Reclinada rigidamente sobre uma cadeira imperfeita, disfarço mal a inquietude que me roubou o dia. Por causa dela não pára de crescer o sabor amargo que trago na boca seca. Roubei-me eu ao dia como a tantos dias sei lá por que via. Mas deste furtei-me por causa de um outro dia, de um beijo que não tomei à despedida. Por causa desse dia sofro do mal que já me conhece bem - neste dia. A inquietude sobra sempre para o dia seguinte como a ansiedade faz morrer o dia anterior. Nada oiço atentamente, pouco leio ou, se o faço, adormeço. Percorro em ensaios desgastantes soluções que me redimam a falha de um beijo. Um gato que se salve ao menos neste dia inútil de fatias de pão seco. Pego então numa caixinha de música igual à que detém um menino que, até ver, não precisa de uma caixinha de música guardada. Assim é por ser menino - irrequieto mas desconhecedor do sabor da inquietude. O olhar do menino embala-me e entro com ele na caixinha, à espera de um novo dia.
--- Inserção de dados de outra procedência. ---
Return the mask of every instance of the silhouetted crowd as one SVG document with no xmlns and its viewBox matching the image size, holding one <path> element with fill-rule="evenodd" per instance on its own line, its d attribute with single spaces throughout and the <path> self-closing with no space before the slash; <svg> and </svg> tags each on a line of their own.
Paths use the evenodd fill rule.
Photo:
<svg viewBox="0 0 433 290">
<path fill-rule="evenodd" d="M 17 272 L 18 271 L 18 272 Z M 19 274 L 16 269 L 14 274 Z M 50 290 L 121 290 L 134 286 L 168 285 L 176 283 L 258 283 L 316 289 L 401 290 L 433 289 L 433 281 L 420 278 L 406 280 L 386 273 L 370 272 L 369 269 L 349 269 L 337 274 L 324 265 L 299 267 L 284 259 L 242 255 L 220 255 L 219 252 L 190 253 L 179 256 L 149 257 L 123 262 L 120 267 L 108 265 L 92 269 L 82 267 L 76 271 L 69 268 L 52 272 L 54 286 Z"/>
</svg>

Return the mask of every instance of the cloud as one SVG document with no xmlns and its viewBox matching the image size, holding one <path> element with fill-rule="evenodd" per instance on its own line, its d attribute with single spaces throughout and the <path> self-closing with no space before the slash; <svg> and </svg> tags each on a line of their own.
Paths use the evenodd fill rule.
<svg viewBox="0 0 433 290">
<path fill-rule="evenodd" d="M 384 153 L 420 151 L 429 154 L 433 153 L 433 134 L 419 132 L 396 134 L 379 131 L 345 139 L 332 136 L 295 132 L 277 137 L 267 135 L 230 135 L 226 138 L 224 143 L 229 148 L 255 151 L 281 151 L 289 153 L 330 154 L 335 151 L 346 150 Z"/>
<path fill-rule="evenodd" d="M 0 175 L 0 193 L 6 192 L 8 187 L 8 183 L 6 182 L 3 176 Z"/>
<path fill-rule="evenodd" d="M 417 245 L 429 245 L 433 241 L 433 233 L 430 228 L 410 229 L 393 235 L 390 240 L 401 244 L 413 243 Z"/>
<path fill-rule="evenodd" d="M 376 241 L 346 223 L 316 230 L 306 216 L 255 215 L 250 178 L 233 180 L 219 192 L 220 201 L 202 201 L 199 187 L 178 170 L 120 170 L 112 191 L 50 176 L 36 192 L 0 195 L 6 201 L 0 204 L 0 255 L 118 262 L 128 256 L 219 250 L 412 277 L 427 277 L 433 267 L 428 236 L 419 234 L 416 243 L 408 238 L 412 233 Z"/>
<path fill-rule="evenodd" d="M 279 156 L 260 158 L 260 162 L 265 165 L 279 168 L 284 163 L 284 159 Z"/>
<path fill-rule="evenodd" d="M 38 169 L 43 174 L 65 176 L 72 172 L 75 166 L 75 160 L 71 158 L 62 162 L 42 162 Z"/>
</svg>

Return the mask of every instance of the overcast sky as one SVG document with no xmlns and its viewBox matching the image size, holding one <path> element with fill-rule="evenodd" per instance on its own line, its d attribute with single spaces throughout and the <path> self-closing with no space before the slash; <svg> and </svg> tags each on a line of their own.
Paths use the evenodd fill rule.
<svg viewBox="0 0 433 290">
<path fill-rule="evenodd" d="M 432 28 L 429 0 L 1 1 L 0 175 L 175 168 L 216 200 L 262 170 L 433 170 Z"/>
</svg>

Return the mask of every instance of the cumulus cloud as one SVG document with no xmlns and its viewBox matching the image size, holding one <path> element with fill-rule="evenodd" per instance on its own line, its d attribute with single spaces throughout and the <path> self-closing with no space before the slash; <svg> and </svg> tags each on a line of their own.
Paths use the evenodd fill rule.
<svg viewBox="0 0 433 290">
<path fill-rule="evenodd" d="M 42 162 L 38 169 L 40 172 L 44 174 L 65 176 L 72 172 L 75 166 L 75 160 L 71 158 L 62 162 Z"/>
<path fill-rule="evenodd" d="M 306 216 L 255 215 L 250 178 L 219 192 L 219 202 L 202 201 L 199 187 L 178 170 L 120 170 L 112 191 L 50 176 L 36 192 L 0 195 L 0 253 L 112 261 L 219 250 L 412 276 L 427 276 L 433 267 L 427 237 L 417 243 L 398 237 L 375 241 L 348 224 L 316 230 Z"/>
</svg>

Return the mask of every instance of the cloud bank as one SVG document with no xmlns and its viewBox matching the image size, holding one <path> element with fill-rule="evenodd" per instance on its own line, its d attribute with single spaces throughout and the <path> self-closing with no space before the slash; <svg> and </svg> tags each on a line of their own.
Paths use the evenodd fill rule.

Nós também reparamos na caça grossa

Estive cá a matutar com os meus botões, a procurar lembrar-me de paixões avassaladoras, daquelas que se cozinha como a mousse Alsa, passo a publicidade em nome do imaginário de toda uma geração, que se inventa com estranhos com quem nos cruzamos na rua, quase de relance, fenómeno que, estou em crer, sucede com muito maior frequência com os homens quando se cruzam com belas desconhecidas (que me perdoem os homossexuais a discriminação, tal prende-se momentaneamente com a necessidade de reduzir o pensamento a um estereótipo, já que daqui não sairá nada de criativo e original). Não precisei de pensar muito, esse fenómeno só sucedeu comigo em duas ocasiões. Lembro-me perfeitamente dos locais e das circunstâncias em que a Vontade não superou o desejo de contemplar os belos que por mim passaram, e lembro-me que eram particularmente belos, altos e espadaúdos, bem vestidos e de olhar inteligente e indiciando bom carácter (fosse esse o caso ou não - nunca o pude confirmar). Na primeira situação tive mesmo de girar o pescoço para lá do que é socialmente aceite vindo o gesto de uma mulher que aprecia a beleza encarnada da masculinidade. Da segunda vez, e de novo atraída pelos fortes atributos que me deixaram siderada da primeira vez, fui mais longe, já que o jovem cavalheiro de ar distinto se fazia acompanhar, no Passeio Alegre, de um belo cachorrinho, pretexto por mim usado até ao limite da decência para prolongar aquele doce encantamento. Desta vez o estranho sorriu-me por momentos quando os nossos olhos se cruzaram "casualmente", já que os dois seguiamos o bichinho, cada qual em sentido oposto ao do outro, quase na dinâmica do anúncio do Impulse. Quase! Eu não tinha flores para lhe oferecer. Em ambos os casos corei até às orelhas, o calor que senti atestou-me da veracidade do que pensei e aqui escrevo. Desde esses momentos mágicos, nunca mais repetidos, que me pergunto se é assim com essa força toda que os homens se torcem na rua para olhar uma mulher bonita que passa, mesmo com a mãe, a namorada ou a mulher ao lado. Eu, por mim falo, só me deixo assim acorrentar a esse impulso irracional, mas irresístivel, quando o homem em questão reúne atributos físicos excêntricos e um ar de corresponder por dentro ao desejo forte que instigou a sua figura.